On the other hand, yeah, it's really easy to 'hold it wrong' with AI tools. Sometimes I have a great day and think I've figured it out. And then the next day, I realize that I'm still holding it wrong in some other way.
It is philosophically interesting that it is so hard to understand what makes building software products hard. And how to make it more productive. I can build software for 20 years and still feel like I don't really know.
bwfan123 · 1d ago
> writing code was never the bottleneck
This is an insightful observation.
When working on anything, I am asked: what is the smallest "hard" problem that this is solving ? ie, in software, value is added by solving "hard" problems - not by solving easy problems. Another way to put it is: hard problems are those that are not "templated" ie, solved elsewhere and only need to be copied.
LLMs are allowing the easy problems to be solved faster. But the real bottleneck is in solving the hard problems - and hard problems could be "hard" due to technical reasons, or business reasons or customer-adoption reasons. Hard problems are where value lies particularly when everyone has access to this tool, and everyone can equally well create or copy something using it.
In my experience, LLMs have not yet made a dent in solving the hard problems because, they dont really have a theory of how something really works. On the other hand, they have really helped boost productivity for tasks that are templated .
prime_ursid · 1d ago
One of the rebuttals at the end of the post addresses this.

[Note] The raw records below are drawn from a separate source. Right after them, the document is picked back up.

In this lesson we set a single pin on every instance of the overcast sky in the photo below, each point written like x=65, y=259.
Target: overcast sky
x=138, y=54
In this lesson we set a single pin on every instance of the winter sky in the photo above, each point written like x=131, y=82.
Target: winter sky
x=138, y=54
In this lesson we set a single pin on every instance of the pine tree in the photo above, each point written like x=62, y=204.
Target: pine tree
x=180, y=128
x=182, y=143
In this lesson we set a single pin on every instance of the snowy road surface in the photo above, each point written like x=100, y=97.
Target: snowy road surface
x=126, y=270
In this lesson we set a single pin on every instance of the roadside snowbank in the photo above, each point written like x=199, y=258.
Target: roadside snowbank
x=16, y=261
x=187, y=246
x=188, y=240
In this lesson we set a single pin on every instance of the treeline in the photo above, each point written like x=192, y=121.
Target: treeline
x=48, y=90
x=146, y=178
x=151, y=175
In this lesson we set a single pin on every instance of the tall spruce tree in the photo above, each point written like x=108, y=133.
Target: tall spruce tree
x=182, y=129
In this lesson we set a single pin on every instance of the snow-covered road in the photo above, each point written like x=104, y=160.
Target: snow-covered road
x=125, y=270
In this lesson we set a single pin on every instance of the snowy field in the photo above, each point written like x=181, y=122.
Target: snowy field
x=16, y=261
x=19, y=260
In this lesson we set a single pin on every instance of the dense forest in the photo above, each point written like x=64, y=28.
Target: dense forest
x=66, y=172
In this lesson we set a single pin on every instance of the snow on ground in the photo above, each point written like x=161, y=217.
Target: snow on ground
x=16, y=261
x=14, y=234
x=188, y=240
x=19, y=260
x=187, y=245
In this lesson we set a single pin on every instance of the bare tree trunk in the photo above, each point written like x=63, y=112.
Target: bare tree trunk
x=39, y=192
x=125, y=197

> That’s only true when you’re in a large corporation. When you’re by yourself, when you’re the stakeholder as well as the developer, you’re not in meetings. You're telling me that people aren’t shipping anything solo anymore? That people aren’t shipping new GitHub projects that scratch a personal itch? How does software creation not involve code?
So if you’re saying “LLMs do speed up coding, but that was never the bottleneck,” then the author is saying, “it’s sometimes the bottleneck. E.g., personal projects”
balder1991 · 1d ago
Also when vou create a product you can’t speed up the iterative process of seeing how users want it, fixing edge cases that you only realized later etc. these are the things that make a product good and why there’s that article about software taking 10 years to mature: https://www.joelonsoftware.com/2001/07/21/good-software-take...
Nextgrid · 1d ago
This is the answer. Programming was never the bottleneck in delivering software, whether free-range, organic, grass-fed human-generated code or AI-assisted.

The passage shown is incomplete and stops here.